Fu scosso da un brivido. Rivolse gli occhi alla radio, dalla quale fuoriusciva lo stesso sgradevole ronzio e capì che, se aves­se dovuto essere informato di qualcosa, lo avrebbe appreso da quell’apparecchio. Che ora maledetta! La città gli parve come una trappola per topi nella quale si trovava preso. ‘Fortuna che non hanno tolto la corrente!’ Girò nervosamente l’interrut­tore, la luce si accese. ‘E come poteva non accendersi, dato che funziona la radio?’ Questa assurda azione lo innervosì ancor di più. Aprì con rabbia la porta della camera da letto e iniziò a esaminare l’appartamento. Le persiane erano rimaste chiuse; un odore di libri impolverati e di cicche di sigarette lo colpì al naso. Sotto la porta d’ingresso non c’era il quotidiano mattuti­no. Staccò il ricevitore del citofono per chiedere al portiere, ma in quel momento la radio prese ad urlare. Dagli altri apparta­menti del condominio, una folla di apparecchi radiofonici ave­va aggiunto le proprie urla. “È vietato ai cittadini di muoversi! È vietato uscire alla finestra, mettere il naso fuori dalla porta, in­contrarsi l’uno con l’altro, discutere della situazione, mostrare che si hanno opinioni o pensieri!”. Questo era il senso della tra­smissione. La radio cessò di parlare e prese nuovamente a ronza­re. La guardò con odio ingiustificato, visto che era indirizzato ad un oggetto inanimato ma questo apparecchio si apprestava a la­sciar passare la voce dei tiranni in tutte le case: la scatola ciarliera sarebbe diventata lo strumento di asservimento del popolo. La voce artificiale avrebbe violato le coscienze, intossicato la ragio­ne e avvizzito i cuori.

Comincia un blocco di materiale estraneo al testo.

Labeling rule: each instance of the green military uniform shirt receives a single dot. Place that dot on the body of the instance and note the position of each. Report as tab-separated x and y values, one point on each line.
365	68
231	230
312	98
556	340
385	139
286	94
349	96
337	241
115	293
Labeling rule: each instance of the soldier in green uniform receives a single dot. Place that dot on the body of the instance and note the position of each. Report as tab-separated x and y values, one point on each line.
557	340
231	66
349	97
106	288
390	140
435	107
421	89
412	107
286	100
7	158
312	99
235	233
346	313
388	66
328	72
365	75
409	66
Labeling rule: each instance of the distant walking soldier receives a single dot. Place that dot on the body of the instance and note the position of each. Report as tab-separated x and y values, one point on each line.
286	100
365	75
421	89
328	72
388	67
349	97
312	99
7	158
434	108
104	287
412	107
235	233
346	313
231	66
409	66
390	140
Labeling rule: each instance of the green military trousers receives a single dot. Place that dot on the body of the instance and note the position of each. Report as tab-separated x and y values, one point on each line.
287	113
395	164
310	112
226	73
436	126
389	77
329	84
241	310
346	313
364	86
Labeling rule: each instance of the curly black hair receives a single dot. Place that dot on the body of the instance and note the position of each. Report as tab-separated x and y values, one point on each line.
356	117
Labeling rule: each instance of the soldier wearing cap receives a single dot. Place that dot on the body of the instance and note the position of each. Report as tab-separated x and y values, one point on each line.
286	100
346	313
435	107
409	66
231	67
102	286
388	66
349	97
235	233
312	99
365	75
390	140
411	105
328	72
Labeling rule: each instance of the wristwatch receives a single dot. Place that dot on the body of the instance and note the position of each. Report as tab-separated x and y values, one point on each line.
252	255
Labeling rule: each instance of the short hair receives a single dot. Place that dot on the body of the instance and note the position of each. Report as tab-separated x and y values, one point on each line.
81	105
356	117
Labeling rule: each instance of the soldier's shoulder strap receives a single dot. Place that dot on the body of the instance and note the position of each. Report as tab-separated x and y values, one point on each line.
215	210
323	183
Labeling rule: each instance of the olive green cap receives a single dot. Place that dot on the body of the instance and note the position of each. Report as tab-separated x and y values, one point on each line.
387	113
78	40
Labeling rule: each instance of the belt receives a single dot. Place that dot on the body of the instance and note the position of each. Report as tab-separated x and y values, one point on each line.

Questo era! La trappola per topi si era chiusa per bene. Ale­xandros cercò di riassemblare le sue idee. Chi aveva organiz­zato il colpo di stato? La destra? La sinistra? La destra aveva da tempo il potere: il colpo di stato avrebbe significato un maggior controllo dei cittadini. Che si fosse ribellata la sinistra? Pareva improbabile. Sarebbe partita qualche fucilata da parte di colo­ro che tenevano in pugno il potere. Dunque, l’estrema destra, gli uomini in divisa. Le sue previsioni si stavano avverando. Da tempo aveva presentito il fatale sviluppo degli eventi, ma un’in­giustificata noncuranza non l’aveva lasciato pervenire alla logica conclusione. ‘Adesso, ecco! Ecco! Ecco!’ Il sangue gli era salito al cervello, i suoi occhi mandavano lampi. ‘Come faremo a ri­trovare la vita regolare? Come potremo sfuggire alla preistoria? Quale sciagura ci farà riconquistare la nostra nuova libertà?’ Cercò di ricomporsi; la passionalità non gli era gradita. Uno spi­rito che prevede i fatti, persino se è incapace di indirizzarli, non ha diritto di scaldarsi.

Ciò che deve fare, lo farà a mente fredda e lo farà senz’altro! ‘Visto che determino la mia vita, posso far quel che voglio. E voglio ciò che mi sembra giusto!’

‘Sì, adesso è giunta l’ora di dimostrare che posso supportare con la vita ciò che ho insegnato dalla cattedra e con i libri’.